December 5, 201312 yr Author I got the symbolic links working in windows with zero problems. I figure itll take 4 months or more for the initial 3.3TB sync...lol
December 5, 201312 yr I got the symbolic links working in windows with zero problems. I figure itll take 4 months or more for the initial 3.3TB sync...lol haha It is all dependent on your bandwidth. I have found their speeds to be quite good, but I am running on a fibre connection with a 30 Mbps upload pipe.
December 5, 201312 yr Much like wisem2540 I've got it installed on my Windows machine with a symbolic link pointing to share on the unRAID box, works perfectly happily. Just created a folder on Windows machine (C:\Backup). Opened CrashPlan, set it to backup to that folder in the Destinations tab. Then leave CrashPlan running, browse to and delete the folder you created, then open up a Command Prompt and enter mklink /d "c:\backup" \\tower\backup to make a link to my unRAID share, obviously substitute your local folder name, and server side directory in.
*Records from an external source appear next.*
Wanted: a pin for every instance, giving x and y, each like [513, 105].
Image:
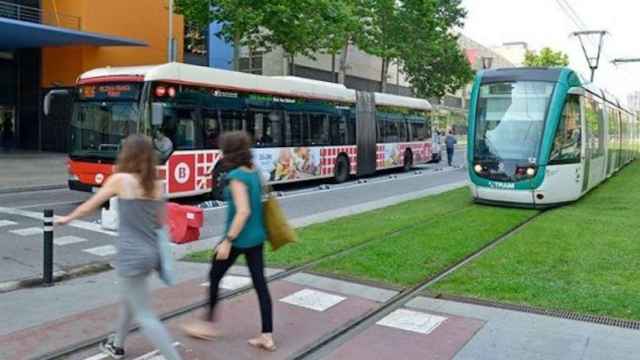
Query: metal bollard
[47, 272]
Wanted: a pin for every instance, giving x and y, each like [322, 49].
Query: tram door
[586, 150]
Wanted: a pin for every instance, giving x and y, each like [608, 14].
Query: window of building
[567, 144]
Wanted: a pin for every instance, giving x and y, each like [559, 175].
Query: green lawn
[583, 257]
[413, 255]
[327, 238]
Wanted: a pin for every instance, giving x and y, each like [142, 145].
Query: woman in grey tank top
[141, 213]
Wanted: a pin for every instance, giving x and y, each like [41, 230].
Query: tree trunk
[342, 69]
[236, 52]
[292, 64]
[383, 75]
[333, 67]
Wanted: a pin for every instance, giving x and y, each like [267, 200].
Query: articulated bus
[302, 129]
[541, 137]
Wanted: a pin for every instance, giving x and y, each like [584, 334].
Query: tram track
[343, 334]
[93, 342]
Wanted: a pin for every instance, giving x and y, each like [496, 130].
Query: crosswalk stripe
[7, 223]
[106, 250]
[27, 231]
[67, 240]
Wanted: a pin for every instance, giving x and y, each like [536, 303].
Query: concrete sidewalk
[306, 308]
[21, 171]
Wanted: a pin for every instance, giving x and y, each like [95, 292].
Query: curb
[32, 188]
[59, 275]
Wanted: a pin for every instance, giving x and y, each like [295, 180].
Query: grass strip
[581, 258]
[323, 239]
[419, 253]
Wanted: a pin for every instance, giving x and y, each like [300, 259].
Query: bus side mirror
[157, 114]
[49, 97]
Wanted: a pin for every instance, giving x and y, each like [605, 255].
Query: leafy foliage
[546, 58]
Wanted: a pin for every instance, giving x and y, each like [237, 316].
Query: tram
[541, 137]
[303, 129]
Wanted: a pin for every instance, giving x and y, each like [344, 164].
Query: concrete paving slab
[294, 328]
[386, 342]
Leaving CrashPlan open while you delete the folder and make the link tricks it into thinking it's still just a local folder.
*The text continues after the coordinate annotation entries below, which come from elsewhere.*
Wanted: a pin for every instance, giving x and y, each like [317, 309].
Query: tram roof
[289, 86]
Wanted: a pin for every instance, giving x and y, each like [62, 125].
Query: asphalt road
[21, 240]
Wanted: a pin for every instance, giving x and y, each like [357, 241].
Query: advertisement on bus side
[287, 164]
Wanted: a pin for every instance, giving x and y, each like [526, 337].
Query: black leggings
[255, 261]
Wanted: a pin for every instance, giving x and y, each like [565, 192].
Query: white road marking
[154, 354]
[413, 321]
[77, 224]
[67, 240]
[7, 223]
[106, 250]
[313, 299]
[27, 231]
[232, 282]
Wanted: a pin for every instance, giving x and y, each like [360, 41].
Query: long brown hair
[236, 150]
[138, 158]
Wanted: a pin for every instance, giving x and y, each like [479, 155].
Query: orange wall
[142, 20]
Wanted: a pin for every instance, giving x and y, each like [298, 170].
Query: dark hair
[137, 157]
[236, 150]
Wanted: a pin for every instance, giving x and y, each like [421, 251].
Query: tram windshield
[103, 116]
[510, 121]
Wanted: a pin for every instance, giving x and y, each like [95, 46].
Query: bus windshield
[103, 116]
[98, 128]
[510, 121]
December 5, 201312 yr Been using Crashplan for a while now. Initially installed using boof's instructions (which I think the wiki is based off of). I'm not the biggest linux junkie and it was a bit of a learning curve but it helped with developing comfort using the command line. I ended up moving it to the cache drive without problems (app, not the data of course) Never had any problems although I do have a friend who seems to constantly run into RAM issues and it randomly stopping but I think he runs more plugins than I do. I believe that when it updates though, it stops and you have to restart it manually (now easily done from the GUI plugins), but that is usually obvious when my Windows machine won't back-up. I would agree that most likely the issue is with other plug-ins, perhaps not necessarily directly but last I read, unRaid doesn't like running out of memory and Crashplan crashing may very well be how it fixes that. Symbolic link method is interesting, but then you have to have 2 machine running rather than just 1, if I am understanding it correctly.